The petition for a writ of certiorari should be denied.

Respectfully submitted.

THEODORE B. OLSON
Solicitor General
ROBERT D. MCCALLUM, JR.
Assistant Attorney General
MARK B. STERN
JEFFREY CLAIR
Attorneys

MAY 2003

1 The AML Fund was established by the Surface Mining Control and Reclamation Act of 1977, 30 U.S.C. 1201 et seq., for the purpose of reclaiming and restoring land and water resources adversely affected by past coal mining. See 30 U.S.C. 1231(c). The AML Fund is financed by fees assessed on coal operators for each ton of coal produced. See 30 U.S.C. 1232(a). To date, AML Fund transfers have been sufficient to avoid the assessment of an unassigned beneficiary premium.

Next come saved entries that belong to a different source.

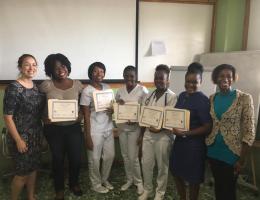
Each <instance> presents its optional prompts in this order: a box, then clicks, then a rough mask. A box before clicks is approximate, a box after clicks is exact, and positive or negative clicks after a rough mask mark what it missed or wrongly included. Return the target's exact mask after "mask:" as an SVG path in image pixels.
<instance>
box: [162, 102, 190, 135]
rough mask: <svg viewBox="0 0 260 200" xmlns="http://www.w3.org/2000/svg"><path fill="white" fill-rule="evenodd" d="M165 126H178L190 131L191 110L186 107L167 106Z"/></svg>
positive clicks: (183, 128) (165, 110) (180, 127)
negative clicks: (173, 107)
mask: <svg viewBox="0 0 260 200" xmlns="http://www.w3.org/2000/svg"><path fill="white" fill-rule="evenodd" d="M163 128H165V129H170V130H171V129H172V128H178V129H181V130H184V131H188V130H189V129H190V111H188V110H185V109H177V108H172V107H165V109H164V119H163Z"/></svg>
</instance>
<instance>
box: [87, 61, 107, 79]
mask: <svg viewBox="0 0 260 200" xmlns="http://www.w3.org/2000/svg"><path fill="white" fill-rule="evenodd" d="M95 67H98V68H101V69H103V70H104V74H106V67H105V65H104V64H103V63H102V62H94V63H92V64H91V65H90V66H89V68H88V77H89V79H90V80H92V74H93V71H94V68H95Z"/></svg>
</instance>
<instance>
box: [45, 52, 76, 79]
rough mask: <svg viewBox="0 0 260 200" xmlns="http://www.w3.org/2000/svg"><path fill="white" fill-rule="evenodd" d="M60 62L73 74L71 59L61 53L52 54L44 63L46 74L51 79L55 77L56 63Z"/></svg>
mask: <svg viewBox="0 0 260 200" xmlns="http://www.w3.org/2000/svg"><path fill="white" fill-rule="evenodd" d="M57 61H58V62H60V63H61V64H62V65H64V66H66V68H67V70H68V73H69V74H70V72H71V63H70V61H69V59H68V58H67V57H66V56H64V55H63V54H61V53H56V54H50V55H48V56H47V58H46V59H45V61H44V68H45V74H46V75H47V76H49V77H54V67H55V64H56V62H57Z"/></svg>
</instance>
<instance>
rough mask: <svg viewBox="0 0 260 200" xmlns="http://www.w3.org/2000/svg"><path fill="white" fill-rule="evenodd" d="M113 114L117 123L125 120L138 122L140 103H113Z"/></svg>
mask: <svg viewBox="0 0 260 200" xmlns="http://www.w3.org/2000/svg"><path fill="white" fill-rule="evenodd" d="M113 106H114V116H115V121H116V123H117V124H120V123H125V122H138V120H139V112H140V105H139V104H138V103H135V102H131V103H130V102H129V103H125V104H124V105H120V104H118V103H115V104H114V105H113Z"/></svg>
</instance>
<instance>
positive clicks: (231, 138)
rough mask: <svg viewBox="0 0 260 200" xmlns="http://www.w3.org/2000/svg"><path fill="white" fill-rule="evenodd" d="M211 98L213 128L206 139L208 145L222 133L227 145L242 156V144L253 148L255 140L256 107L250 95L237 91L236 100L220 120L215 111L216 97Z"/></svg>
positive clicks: (231, 150) (233, 101) (212, 95)
mask: <svg viewBox="0 0 260 200" xmlns="http://www.w3.org/2000/svg"><path fill="white" fill-rule="evenodd" d="M215 95H216V94H213V95H211V97H210V103H211V108H210V114H211V117H212V120H213V128H212V131H211V133H210V134H209V135H208V136H207V138H206V144H207V145H211V144H213V143H214V141H215V137H216V135H217V134H218V132H219V131H220V132H221V134H222V136H223V138H224V141H225V144H226V145H227V146H228V147H229V149H230V150H231V151H232V152H233V153H234V154H236V155H238V156H239V155H240V152H241V147H242V142H245V143H247V144H248V145H249V146H251V145H252V144H253V142H254V140H255V125H254V105H253V99H252V96H251V95H250V94H246V93H244V92H241V91H239V90H236V99H235V100H234V101H233V103H232V105H231V106H230V107H229V108H228V110H227V111H226V112H225V113H223V115H222V117H221V120H218V118H217V116H216V114H215V110H214V97H215Z"/></svg>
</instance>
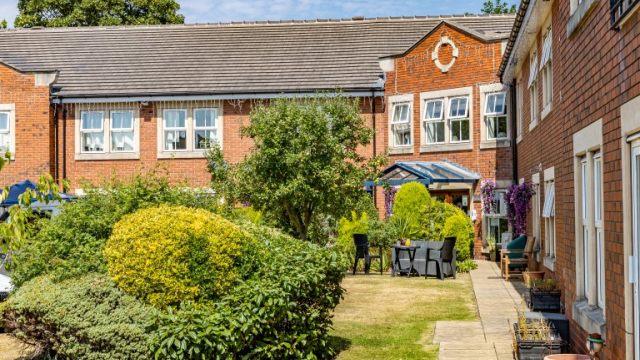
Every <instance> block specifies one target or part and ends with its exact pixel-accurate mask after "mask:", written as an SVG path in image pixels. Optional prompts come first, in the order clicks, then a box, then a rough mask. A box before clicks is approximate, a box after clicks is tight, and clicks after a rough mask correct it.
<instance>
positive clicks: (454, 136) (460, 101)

2 Although Eastern had a subsidiary, Eastern Associated Coal Corporation (EACC), that had signed NBCWAs in 1974 and thereafter, Eastern had sold all of its interest in EACC in 1987. 524 U.S. at 516 (plurality opinion); see 26 U.S.C. 9701(c)(2)(B) (related person status is determined as of July 20, 1992, unless coal operator went out of business earlier). Because EACC was not a "related person" to Eastern within the meaning of the Coal Act, the Commissioner had not made assignments to Eastern based on its relationship to EACC. See 524 U.S. at 530 (plurality opinion).